What is a Graph?
It is merely a way of structuring data using vertices (or nodes) and edges. Data is stored both at the vertices and on the edges themselves. Edges can be bi or uni directional. The flexibility comes from the fact that any edge and point to any node and many times, the information that we seek is related to the configuration of the graph, not just the data in the edges and nodes. In the graph above, we can see that Alice and Bob are both members of the Chess group and that they both know each other.
In the example, we use nouns as nodes and the verbs: knows, and is member as edges. This is a very common way of modeling natural language statements as graphs. Let's take a look at some fake tweets that I have contrived for an example:
@NikeFan - I love my Nike's. They are the best shoes.
@ShoeShopper - I just bought some Nikes, some Reeboks, and a Swiss Air.
@ReebokFan - I just hate Nike, their new lineup is horrible.
After some text analysis we could derive this graph:
As you can see, the edge "is" can be applied to either Shoe or Twitter users. This makes the graph easily extended as our knowledge increases. You can also see that if I want to find twitter users who have bought shoes, I would look for any node that "is" a shoe and see what nodes "bought" it while ensuring that node "is" also a Twitter User. This is where the graph database comes in. These types of databases are optimized for searching and traversing over relationships to resolve your queries. A traditional RDBMS could represent a graph as just a few tables, however resolving a graph query would take ages as each step in the search would involve scanning the same set of tables over and over. Then as your graph grows, your query times grow linearly or worse. With a graphing DB, there are many opportunities to limit where we search and enable the search to be done in parallel.

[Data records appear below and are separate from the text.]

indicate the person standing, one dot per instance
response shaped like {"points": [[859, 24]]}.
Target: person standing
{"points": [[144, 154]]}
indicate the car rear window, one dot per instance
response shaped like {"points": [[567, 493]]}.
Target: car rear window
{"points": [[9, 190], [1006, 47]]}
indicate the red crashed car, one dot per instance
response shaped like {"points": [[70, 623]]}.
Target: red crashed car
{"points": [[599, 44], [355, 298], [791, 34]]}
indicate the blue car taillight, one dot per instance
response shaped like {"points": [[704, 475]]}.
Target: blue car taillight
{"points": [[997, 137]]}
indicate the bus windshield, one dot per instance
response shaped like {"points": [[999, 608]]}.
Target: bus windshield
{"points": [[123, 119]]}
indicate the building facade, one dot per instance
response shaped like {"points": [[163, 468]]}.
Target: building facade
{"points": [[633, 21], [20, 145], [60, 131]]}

The Holy Grail - Graphing Databases on Hadoop
You would think that with all the power Hadoop provides, there should be at least one graph db on it, but at this time there are none. I think there are valid technical reasons for it. For one, Hadoop has a high latency. Even a one second response time would be unreasonable for simple queries and I doubt any hadoop job could be resolved in less than one sec. Part of the reason is that the inputs and outputs of a map reduce job are files and the underlying hadoop file system (HDFS) will log, replicate, and checkpoint the data to hard disk as the job runs. If we had a sort of Hadoop Lite system where we keep our partial data results only in memory, then we could reduce some of the latency. If a node fails, then we simply restart the computation from the point where we have data on disk, maybe even distributing that across the nodes that have already finished. The second issue is hadoop doesn't like the data elements that you process to be dependent on each other. With a graph query, that is very hard to do. Even if you could partition each node with disconnected graphs, they can still be easily connected in the future necessitating a costly reshuffle of the data. Worse yet, is that in time, graphs tend to be more connected, so eventually you'll have only one partition, not a very scalable option. The only solution I can come up is to allow the graphs to traverse nodes and when a query hits a border between machines, issue a new query that is fed back into another map reduce round. This continues until a solution is found. This means that if you have a solution that traverses through multiple machines, you would have to run multiple rounds of map reduce making the query super slow.
In the end, I expect we'll have to settle for a different platform other than hadoop to support graphing databases. We could still use hadoop to do inserts or query into a graph database, but as far as running the db on hadoop, that's not gonna happen in the foreseeable future.